A Victorian appeals court has finally found the Victorian Civil Administration Tribunal (“VCAT”) decision in dismissing a worker’s equal opportunity claim to be erroneous, and has granted the depressed worker a right to argue for a new recourse at a full hearing.

The worker; an academic from Deakin University, argued that in late 2013 the university and 11 individuals victimised and discriminated against him due to his depression and industrial activities, and thus breached the Victorian Equal Opportunity Act 2010.

Despite the worker providing VCAT with a 156 page witness statement, the tribunal held that the worker’s claims lacked substance and accordingly dismissed them. This being that they found no evidence the university had failed to make reasonable adjustments for the worker’s depression, and the depression was not a substantial reason for any unfavourable treatment he received.

The worker then went through a series of appeals. He first appealed to the Supreme Court of Victoria, and then lodged a discrimination claim in the Magistrate’s court under the Victorian Accident Compensation Act 1985. As both were unsuccessful, the worker went to the trial division of the Supreme Court. Again, the appeal did not stand.

In one last attempt, the worker appealed to the Victorian Court of Appeal.
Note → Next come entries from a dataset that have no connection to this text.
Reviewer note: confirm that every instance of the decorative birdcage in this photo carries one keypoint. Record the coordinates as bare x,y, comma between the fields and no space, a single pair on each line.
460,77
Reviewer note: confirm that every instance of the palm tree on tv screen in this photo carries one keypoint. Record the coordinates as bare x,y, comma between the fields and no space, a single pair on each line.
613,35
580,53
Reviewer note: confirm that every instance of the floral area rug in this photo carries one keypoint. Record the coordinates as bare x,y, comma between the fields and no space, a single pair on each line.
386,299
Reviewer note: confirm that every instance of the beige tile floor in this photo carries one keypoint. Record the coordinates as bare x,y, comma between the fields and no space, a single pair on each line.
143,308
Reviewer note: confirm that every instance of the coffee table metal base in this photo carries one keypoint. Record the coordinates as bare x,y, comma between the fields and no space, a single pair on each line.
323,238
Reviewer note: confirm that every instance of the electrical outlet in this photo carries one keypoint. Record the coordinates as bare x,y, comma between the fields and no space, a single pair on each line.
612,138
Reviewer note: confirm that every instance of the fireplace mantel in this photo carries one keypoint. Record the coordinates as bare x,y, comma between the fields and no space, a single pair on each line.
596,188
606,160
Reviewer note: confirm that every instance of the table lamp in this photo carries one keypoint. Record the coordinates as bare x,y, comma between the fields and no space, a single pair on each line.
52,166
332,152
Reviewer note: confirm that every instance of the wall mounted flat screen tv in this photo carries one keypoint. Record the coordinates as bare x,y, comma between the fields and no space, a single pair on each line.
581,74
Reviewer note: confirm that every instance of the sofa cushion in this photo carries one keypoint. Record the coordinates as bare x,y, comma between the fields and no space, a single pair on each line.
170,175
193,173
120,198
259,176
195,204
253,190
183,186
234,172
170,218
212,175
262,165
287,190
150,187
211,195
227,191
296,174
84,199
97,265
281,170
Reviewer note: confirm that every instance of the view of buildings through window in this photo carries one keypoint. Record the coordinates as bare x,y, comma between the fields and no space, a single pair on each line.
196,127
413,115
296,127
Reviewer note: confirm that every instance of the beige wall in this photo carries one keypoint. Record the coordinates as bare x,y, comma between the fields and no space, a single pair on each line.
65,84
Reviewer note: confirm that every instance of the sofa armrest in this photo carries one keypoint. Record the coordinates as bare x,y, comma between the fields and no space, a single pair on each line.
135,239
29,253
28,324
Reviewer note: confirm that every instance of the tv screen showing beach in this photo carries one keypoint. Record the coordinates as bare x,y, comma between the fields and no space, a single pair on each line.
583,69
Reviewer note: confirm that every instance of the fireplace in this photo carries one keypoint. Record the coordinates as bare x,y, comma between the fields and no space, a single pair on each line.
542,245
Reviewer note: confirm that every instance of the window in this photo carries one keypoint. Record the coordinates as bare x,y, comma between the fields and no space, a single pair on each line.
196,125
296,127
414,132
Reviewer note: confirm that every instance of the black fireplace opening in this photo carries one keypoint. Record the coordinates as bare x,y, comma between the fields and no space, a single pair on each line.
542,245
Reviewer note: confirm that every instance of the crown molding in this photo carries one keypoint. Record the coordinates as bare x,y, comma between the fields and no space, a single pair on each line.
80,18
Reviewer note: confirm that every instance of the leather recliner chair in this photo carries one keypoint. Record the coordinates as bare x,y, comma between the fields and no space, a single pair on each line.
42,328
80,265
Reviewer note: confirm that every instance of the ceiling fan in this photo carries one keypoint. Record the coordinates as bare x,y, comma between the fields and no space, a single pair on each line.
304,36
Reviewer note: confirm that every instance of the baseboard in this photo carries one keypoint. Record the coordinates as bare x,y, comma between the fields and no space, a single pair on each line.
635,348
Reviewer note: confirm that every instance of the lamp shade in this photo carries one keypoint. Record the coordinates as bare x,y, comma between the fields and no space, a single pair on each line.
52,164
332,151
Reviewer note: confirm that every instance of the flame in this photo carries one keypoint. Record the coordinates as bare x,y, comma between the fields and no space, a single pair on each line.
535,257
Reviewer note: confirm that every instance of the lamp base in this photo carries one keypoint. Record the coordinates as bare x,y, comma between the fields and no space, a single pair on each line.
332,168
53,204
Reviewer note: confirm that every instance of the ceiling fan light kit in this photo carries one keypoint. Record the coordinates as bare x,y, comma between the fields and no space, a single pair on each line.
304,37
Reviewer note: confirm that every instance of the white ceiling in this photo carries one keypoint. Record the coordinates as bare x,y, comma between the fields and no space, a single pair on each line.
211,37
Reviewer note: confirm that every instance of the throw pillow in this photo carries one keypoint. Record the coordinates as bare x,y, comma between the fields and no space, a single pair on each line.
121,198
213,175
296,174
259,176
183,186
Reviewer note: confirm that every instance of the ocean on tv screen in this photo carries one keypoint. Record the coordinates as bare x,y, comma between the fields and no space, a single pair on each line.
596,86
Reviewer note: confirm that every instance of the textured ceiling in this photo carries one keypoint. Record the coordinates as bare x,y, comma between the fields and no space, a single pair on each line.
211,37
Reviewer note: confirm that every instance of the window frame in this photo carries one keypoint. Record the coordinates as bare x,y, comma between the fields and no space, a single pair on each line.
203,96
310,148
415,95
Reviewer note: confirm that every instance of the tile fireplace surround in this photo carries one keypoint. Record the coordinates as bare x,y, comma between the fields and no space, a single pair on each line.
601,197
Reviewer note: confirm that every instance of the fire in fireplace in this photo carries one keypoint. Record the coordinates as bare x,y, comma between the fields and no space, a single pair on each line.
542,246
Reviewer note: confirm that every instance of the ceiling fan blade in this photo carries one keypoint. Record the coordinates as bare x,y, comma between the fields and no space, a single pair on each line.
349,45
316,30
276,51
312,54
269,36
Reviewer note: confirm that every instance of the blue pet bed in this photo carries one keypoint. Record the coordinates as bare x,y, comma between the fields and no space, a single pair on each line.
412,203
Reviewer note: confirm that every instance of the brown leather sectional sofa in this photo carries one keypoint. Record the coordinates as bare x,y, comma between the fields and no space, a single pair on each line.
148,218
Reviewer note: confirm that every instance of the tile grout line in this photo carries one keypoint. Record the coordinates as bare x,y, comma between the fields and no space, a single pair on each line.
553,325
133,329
The worker argued; amongst other things, that VCAT failed to make a determination that his Equal Opportunity claim was ‘frivolous or [caused] vexation”.
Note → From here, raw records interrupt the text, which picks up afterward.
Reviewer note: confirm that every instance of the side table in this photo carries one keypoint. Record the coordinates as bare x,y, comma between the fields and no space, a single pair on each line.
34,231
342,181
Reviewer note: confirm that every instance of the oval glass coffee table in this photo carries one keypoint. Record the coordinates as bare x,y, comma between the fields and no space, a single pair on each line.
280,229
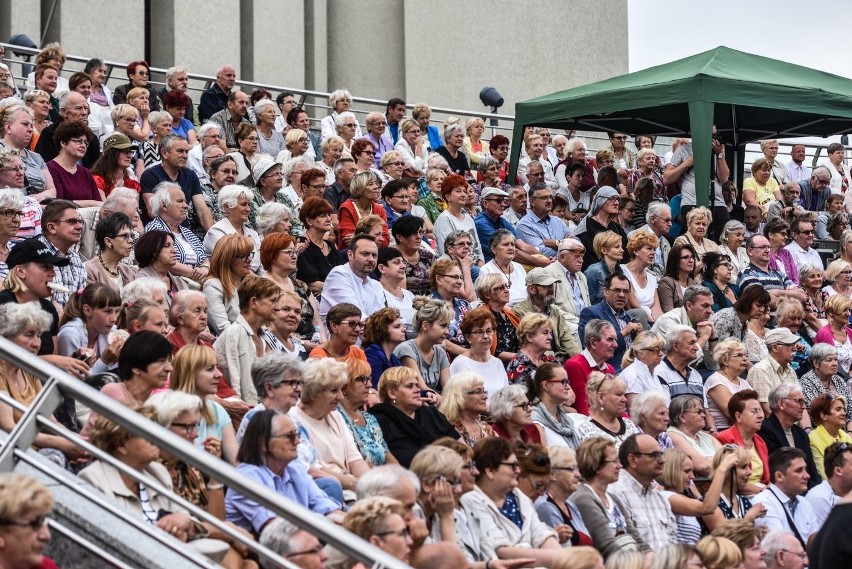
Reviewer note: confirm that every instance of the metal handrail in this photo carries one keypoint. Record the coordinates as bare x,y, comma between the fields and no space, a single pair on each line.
56,383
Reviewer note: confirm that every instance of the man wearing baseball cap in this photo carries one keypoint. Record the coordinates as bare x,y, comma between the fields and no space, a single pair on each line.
768,374
541,288
490,219
31,272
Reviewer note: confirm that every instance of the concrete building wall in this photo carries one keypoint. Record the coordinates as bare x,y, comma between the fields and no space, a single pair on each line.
441,52
454,49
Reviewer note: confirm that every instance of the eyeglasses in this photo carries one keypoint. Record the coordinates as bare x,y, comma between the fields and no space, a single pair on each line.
313,551
34,525
656,455
292,436
188,427
482,333
364,379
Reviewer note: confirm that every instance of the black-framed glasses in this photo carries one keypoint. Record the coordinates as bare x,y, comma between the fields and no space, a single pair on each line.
188,427
363,379
656,455
34,525
292,436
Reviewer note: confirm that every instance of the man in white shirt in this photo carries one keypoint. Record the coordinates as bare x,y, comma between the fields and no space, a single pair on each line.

To everyone’s surprise, the Court of Appeal agreed that this was “arguable” as there was evidence to suggest that rather than dismissing this claim due to a lack of substance, VCAT did so by reference to the threshold of ‘balance of probabilities’ and “s 75 [Of the Victorian Civil and Administrative Tribunal Act 1998 – Summary dismissal of unjustified proceedings] [does] not permit this course of action”.

Accordingly, Justices Simon Whelan and Hartley Hansen granted the worker leave to argue at a full hearing, something the worker had been waiting for, for over four years.